The revised version is the “smoking gun” in this case—revised after I exercised my rights to see my colleagues’ evaluations of me. As I’ve stated above, instead of 2 positive quotes he now had 15, and on the negative side, he conceded that most of the quotes were written by 2 individuals (whose comments, I know, could have only been written by an administrator and another individual who is not a full-time professor).
Why was the first evaluation so negatively biased? Only Henry can answer that. One attempt to explain it was to claim that often rough drafts of evaluations are initially given to the faculty member and they are changed after the individual is permitted to have input. But in this case, I immediately wrote back with strong evidence showing student evaluations were much better than he had indicated; he didn’t even acknowledge my letter, much less change his assessment.

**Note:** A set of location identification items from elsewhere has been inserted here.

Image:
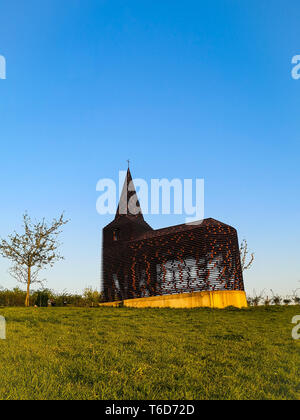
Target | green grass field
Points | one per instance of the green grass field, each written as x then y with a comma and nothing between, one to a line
121,353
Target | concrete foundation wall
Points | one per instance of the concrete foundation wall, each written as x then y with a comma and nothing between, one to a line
216,299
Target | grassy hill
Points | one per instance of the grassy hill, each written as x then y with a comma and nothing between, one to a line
121,353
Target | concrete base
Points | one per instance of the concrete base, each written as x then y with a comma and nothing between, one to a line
217,299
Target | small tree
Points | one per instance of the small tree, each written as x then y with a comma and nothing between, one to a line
276,299
32,250
244,253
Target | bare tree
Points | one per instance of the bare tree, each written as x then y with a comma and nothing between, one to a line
34,249
244,254
19,272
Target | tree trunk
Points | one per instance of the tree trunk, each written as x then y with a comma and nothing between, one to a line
28,287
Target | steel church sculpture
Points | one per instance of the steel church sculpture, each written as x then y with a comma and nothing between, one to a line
181,264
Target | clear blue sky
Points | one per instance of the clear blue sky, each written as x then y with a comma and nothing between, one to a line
186,89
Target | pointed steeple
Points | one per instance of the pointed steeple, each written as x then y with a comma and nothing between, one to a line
129,205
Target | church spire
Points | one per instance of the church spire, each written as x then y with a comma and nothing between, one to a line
129,205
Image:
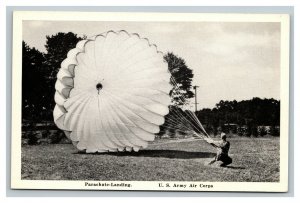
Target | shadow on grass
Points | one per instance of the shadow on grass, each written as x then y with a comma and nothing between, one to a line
172,154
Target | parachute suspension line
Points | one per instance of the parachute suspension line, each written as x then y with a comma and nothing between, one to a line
197,125
180,97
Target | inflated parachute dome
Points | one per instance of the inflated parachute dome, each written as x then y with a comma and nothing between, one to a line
112,93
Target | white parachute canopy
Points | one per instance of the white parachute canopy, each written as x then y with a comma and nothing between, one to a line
112,93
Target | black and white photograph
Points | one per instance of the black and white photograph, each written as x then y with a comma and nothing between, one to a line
150,101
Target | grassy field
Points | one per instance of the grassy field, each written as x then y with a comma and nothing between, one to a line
254,160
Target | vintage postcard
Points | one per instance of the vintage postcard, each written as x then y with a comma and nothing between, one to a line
150,101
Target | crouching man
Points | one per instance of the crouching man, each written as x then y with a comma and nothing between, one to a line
222,150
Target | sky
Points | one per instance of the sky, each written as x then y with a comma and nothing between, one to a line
230,60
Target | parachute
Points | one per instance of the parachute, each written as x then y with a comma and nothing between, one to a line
112,93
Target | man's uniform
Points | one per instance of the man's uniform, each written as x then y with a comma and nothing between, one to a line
222,152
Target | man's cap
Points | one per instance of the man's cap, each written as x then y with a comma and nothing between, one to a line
223,135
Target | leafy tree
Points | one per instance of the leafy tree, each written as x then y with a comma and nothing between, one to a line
181,79
33,83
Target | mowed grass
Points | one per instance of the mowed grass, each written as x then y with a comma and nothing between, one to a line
254,160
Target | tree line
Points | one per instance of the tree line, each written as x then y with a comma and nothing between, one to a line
256,117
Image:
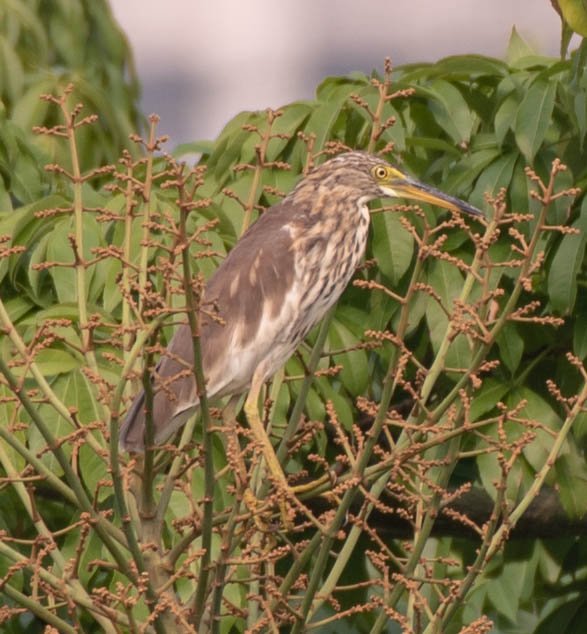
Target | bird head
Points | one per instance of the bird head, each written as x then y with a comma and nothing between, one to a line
393,183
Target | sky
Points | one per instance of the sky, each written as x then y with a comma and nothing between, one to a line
200,63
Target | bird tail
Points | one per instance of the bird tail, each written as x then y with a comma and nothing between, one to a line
132,431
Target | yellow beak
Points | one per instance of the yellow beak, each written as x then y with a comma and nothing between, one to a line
407,187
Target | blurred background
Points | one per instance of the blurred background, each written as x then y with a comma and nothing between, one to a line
200,63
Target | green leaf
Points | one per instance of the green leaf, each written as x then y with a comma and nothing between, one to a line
575,15
566,265
354,374
579,330
392,245
450,110
517,49
493,178
511,347
505,116
534,117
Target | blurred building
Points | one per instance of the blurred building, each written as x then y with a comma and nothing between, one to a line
201,63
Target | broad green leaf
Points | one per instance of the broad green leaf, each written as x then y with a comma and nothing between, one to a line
450,110
566,265
511,347
506,116
518,49
534,117
575,15
579,331
392,245
493,178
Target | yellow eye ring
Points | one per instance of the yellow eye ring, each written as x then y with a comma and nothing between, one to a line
380,172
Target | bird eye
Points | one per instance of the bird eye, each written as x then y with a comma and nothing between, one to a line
380,172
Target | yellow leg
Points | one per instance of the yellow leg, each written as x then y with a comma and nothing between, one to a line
251,408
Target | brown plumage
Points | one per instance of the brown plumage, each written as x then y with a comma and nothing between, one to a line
273,287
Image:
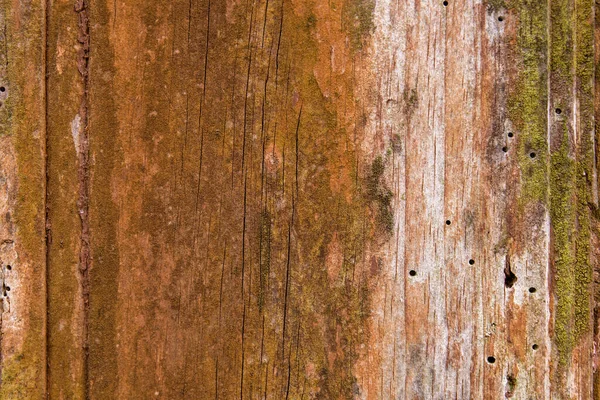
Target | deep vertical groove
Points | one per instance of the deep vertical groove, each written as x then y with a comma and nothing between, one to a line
81,8
47,237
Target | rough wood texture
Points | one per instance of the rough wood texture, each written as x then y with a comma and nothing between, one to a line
296,199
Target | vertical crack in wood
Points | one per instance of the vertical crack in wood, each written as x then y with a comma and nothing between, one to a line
47,225
81,8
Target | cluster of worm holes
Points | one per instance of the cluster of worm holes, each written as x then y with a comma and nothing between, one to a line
412,272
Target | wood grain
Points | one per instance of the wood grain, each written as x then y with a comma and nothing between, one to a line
293,199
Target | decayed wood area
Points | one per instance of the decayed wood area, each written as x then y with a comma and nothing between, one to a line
298,199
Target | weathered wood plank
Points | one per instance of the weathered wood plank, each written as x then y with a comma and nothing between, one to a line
290,199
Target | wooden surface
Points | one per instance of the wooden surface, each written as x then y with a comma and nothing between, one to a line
297,199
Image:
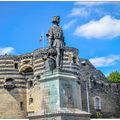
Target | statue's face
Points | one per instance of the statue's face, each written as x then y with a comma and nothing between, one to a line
56,19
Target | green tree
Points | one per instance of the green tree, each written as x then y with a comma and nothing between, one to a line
114,76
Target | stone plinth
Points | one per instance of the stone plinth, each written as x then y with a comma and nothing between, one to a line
61,97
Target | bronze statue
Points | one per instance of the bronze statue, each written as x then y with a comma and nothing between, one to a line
56,41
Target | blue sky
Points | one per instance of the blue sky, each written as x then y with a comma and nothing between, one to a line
92,27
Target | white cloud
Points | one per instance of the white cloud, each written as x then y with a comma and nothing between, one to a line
105,28
88,3
69,24
79,12
6,50
105,61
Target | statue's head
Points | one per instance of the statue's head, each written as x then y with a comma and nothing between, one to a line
56,19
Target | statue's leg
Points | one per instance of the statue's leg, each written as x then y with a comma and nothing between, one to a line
61,57
58,58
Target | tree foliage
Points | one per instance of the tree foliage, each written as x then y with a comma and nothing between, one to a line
114,76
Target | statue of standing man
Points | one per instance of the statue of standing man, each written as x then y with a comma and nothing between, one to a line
56,41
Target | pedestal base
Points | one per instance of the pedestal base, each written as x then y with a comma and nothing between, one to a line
61,116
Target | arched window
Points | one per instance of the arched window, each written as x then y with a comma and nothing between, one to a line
97,103
9,84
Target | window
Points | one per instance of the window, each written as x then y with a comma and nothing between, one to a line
21,106
9,84
97,103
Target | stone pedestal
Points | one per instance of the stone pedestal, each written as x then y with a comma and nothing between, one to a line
61,98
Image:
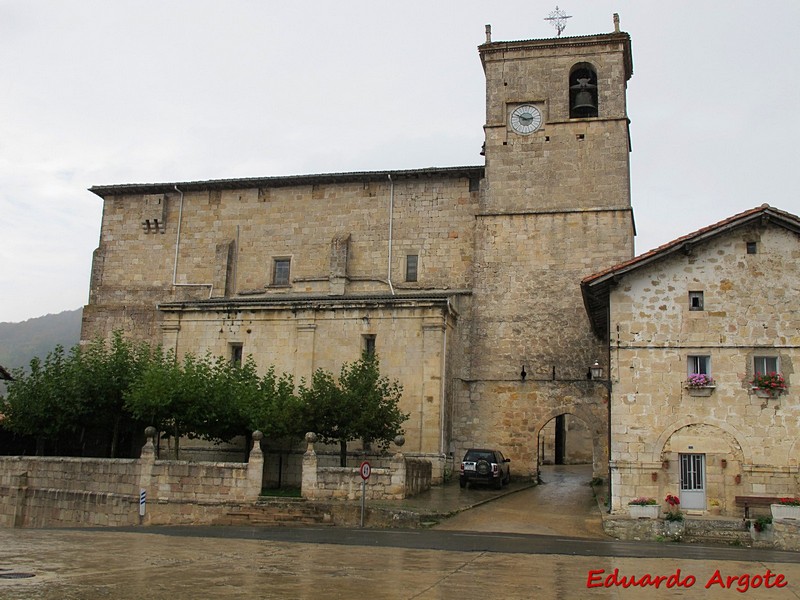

There were other issues that I challenged, but he made no changes to reflect my input. He changed only the section on colleagues’ evaluations—presumably because I asked for the originals (which he typed up), and he knew I would immediately see his very obvious negatively biased overview of them.
Henry said at one point that in the revised version he came to a different conclusion, basing that statement on slightly different wording in the conclusion. I believe the conclusions were the same in both the original and revised versions. On this point I’m in agreement with Neal. Neal emailed me (1-14-03), saying, “VP DeMoor adjusted the body of his evaluation, but not his conclusion.”
This raises another aspect of this “smoking gun.” When Neal saw such a significant change in the 2nd version of the reappointment evaluation, why didn’t he question Henry regarding his original negative bias? That’s an important question.
It points to my belief that Neal was involved in the negatively biased evaluation from the very beginning. And, not just Neal but also Duane who I believe was in on this ordeal from day one.
You certainly have your own priorities in mind, and not those of the church.